A9 and the demise of SiteInfo
NOTE: This article is out of date and likely obsolete.
Amazon.com’s search site, A9, has scaled back drastically. The rewards program is gone, as are bookmarks and history. They’ve even discontinued the A9 toolbar.
This of course brings up questions about some of the site integration technologies that they developed. OpenSearch has already taken on a life of its own, and in fact the new A9 seems to be mostly an OpenSearch aggregator. But what of SiteInfo?
SiteInfo was a scheme for a website to provide a drop-down menu for site navigation. The menu could be hierarchical, and could make use of user-entered search phrases. The website owner would create an XML file, siteinfo.xml, and place it in the site root. The client software would then request this file to populate the WebMenu, which would appear somewhere in the browser.

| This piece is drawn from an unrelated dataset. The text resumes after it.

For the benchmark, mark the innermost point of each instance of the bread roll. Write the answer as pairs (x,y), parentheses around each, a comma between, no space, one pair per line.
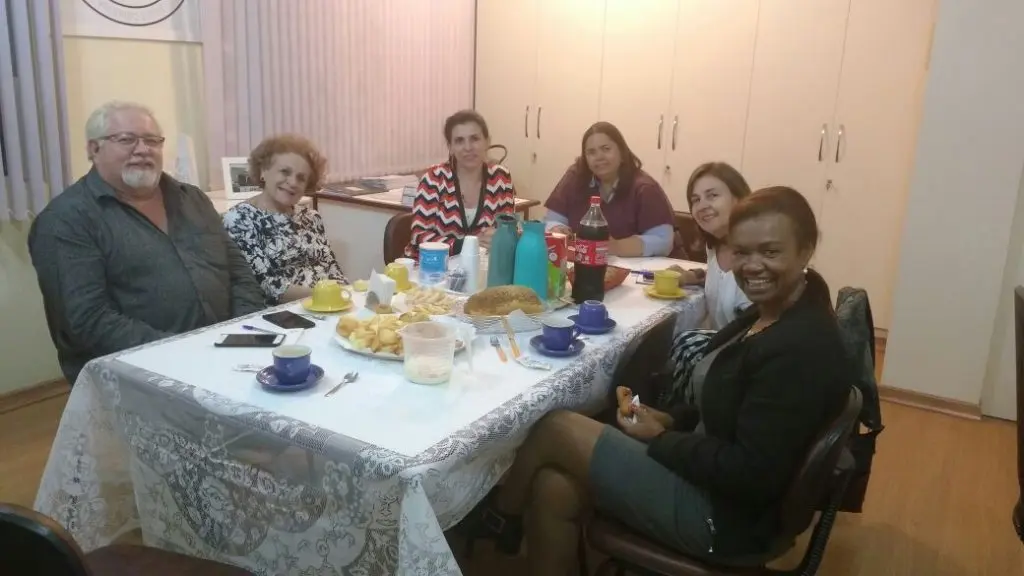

It’s not clear how useful this is. In some ways, it’s like the navigation toolbars some browsers will build from <link>
elements in a page’s header. A nifty idea, but it largely duplicates navigation that’s already on the page. (That said, <link>
elements provide useful clues for bots, prefetching, fast forward and other automated tasks.)
I’d set one up for the Alternative Browser Alliance a few months ago, since it was a small site and easy to build the file, but never got around to figuring out what I’d put in a menu for this site.
As far as I know, only the A9 toolbar and the A9 SiteInfo extension for Firefox will actually check for this file. There doesn’t seem to be anything preventing other toolbars or browsers from making use of the data, it just doesn’t seem to have caught on.
So it looks like SiteInfo is down to one unmaintained extension for one browser. Its future looks bleak.